Theresa May has finally secured a costly deal with the Northern Irish DUP party. The deal is set to support her weakened government, following weeks of painstaking negotiations.
Early indications showed Ms May had been forced to ditch election manifesto commitments. She also promised £1bn of extra spending and even lucrative new tax powers to Northern Ireland to secure the DUP’s support.
Documents revealed that the deal will be reviewed after two years. Many argue it will encourage the DUP to make further demands of the UK government. This is all dependant on whether the Conservatives wish to continue the arrangement past 2019.

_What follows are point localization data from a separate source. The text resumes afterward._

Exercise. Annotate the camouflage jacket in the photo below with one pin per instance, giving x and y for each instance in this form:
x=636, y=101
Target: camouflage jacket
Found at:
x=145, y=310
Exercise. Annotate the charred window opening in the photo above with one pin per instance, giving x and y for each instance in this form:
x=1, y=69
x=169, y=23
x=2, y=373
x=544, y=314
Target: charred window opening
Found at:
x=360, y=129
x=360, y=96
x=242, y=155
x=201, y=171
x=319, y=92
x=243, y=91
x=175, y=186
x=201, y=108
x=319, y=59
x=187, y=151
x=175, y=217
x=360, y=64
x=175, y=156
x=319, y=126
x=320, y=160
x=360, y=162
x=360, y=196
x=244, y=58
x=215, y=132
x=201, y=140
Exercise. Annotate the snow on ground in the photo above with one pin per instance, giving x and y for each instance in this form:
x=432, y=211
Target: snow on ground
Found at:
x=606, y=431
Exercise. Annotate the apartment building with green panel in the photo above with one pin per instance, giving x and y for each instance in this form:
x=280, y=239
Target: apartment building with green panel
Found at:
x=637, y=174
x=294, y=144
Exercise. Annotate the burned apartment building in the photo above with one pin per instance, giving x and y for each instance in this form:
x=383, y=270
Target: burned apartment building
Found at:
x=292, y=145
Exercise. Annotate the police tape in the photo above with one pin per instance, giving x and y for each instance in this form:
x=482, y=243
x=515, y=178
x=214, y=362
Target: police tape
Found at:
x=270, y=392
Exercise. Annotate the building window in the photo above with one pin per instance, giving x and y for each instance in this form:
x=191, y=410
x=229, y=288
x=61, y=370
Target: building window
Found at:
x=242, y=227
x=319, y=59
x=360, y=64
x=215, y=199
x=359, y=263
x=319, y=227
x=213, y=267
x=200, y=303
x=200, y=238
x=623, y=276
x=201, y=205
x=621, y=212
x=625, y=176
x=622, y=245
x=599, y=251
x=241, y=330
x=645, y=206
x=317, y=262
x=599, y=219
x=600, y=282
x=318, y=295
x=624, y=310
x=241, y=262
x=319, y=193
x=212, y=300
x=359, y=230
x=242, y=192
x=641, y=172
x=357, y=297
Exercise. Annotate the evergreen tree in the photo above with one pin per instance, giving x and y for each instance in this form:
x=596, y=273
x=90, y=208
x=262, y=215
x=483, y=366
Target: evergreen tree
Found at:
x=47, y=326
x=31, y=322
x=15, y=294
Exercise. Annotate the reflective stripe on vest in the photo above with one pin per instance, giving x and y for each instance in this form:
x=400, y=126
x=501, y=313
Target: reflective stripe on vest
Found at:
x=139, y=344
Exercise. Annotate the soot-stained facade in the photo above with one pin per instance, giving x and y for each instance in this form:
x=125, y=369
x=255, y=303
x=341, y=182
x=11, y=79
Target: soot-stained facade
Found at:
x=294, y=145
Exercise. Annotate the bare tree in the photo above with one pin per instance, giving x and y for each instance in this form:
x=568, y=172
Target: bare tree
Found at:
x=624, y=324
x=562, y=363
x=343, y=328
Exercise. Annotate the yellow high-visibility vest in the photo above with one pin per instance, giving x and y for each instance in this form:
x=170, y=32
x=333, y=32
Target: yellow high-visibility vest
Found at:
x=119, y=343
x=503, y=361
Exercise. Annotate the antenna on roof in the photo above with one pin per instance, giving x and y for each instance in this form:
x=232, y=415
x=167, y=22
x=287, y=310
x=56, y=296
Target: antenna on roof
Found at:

The deal comes after a fortnight since the election which resulted in a hung Parliament. It will see the 10 DUP MPs back the Tories in key Commons votes.
There will be £1bn extra for Northern Ireland over the next two years.
DUP leader Arlene Foster said the “wide-ranging” pact was “good for Northern Ireland and the UK” but one critic said it was a “straight bung”.
Labour leader Jeremy Corbyn said the deal was “clearly not in the national interest”.
Sinn Fein’s Gerry Adams said it enabled a “Tory Brexit which threatens the Good Friday Agreement”.
It has prompted calls for matching public investment in Wales and Scotland.
Mrs May claimed the agreement would be a “very, very good one”, despite a backlash from other parts of the UK. There are also concerns that tying her government to the socially conservative DUP will drag the country further to the political right.
A three-page document outlining the terms of the agreement has been published in full. The DUP said it would apply for the lifetime of the Parliament, scheduled to last five years.